Chronic inflammation is a common feature of end-stage renal disease, which carries a heightened risk of atherosclerosis and other co-morbid conditions. Dialysis treatment per se can bring additional risk factors for inflammation, such as increased risk of local graft and fistula infections, impure dialysate or bio-incompatible membranes. Our study was designed to determine whether a hemodialysis session leads to an acute substantial alteration in the plasma levels of the proinflammatory cytokines interleukin (IL)-6, IL-1β and tumor necrosis factor (TNF)-α, the T-lymphocyte activation factor soluble IL-2 receptor (sIL-2R), and an inflammation mediator and chemotactic granulocyte factor, IL-8, in end-stage renal disease patients receiving chronic intermittent HD. In this study, 21 (12 male/nine female) patients undergoing chronic hemodialysis were enrolled. The acute effect of a hemodialysis session on serum cytokine concentrations was assessed by comparison of pre-hemodialysis and post-hemodialysis determinations. Serum IL-1β, sIL-2R, IL-6, IL-8 and TNF-α levels were determined with chemiluminescence enzyme immunometric assays.

A significant difference was not observed for IL-1β, IL-6, TNF-α, and sIL-2R concentrations in pre-hemodialysis and post-hemodialysis specimens (p>0.05). Serum median (25th-75th percentiles) IL-8 concentration was 69.4 (34.9-110.3) pg/ml before hemodialysis, and decreased to 31.5 (18.0-78.8) pg/ml following hemodialysis (p:0.006). Clearance of IL-8 increased by 0.47±0.08 pg/ml for each unit increase in pre-dialysis IL-8 (p<0.001) and decreased by 5.63±2.59 pg/ml for each unit increase in pre-dialysis urea mmol/l (p<0.05).
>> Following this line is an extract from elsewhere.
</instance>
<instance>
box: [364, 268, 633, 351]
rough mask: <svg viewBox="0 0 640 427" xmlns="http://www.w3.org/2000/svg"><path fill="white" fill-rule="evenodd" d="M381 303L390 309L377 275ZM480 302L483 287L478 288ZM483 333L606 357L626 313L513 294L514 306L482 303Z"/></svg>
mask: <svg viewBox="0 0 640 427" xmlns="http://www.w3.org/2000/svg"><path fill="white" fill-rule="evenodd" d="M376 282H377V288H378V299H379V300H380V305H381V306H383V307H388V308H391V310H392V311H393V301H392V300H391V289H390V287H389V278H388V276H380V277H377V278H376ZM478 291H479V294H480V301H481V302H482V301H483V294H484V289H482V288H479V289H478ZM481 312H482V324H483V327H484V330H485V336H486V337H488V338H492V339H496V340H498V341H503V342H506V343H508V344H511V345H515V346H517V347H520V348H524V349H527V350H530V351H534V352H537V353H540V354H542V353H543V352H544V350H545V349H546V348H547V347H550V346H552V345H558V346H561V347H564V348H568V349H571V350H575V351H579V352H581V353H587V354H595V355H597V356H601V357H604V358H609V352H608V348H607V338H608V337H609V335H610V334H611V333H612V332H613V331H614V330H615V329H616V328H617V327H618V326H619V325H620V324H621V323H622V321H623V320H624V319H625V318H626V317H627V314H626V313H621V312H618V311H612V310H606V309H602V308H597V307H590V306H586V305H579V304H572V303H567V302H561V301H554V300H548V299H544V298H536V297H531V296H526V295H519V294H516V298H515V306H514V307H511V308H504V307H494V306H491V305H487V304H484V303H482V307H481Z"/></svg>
In conclusion, the results of our study demonstrate that a hemodialysis session markedly decreases IL-8 concentration, which is significantly affected by pre-dialysis concentrations, indicating that removal of IL-8 is a concentration gradient-dependent action, but does not change the serum levels of IL-1β, sIL-2R, IL-6, and TNF-α, underlining importance of the structural characteristics of the molecules.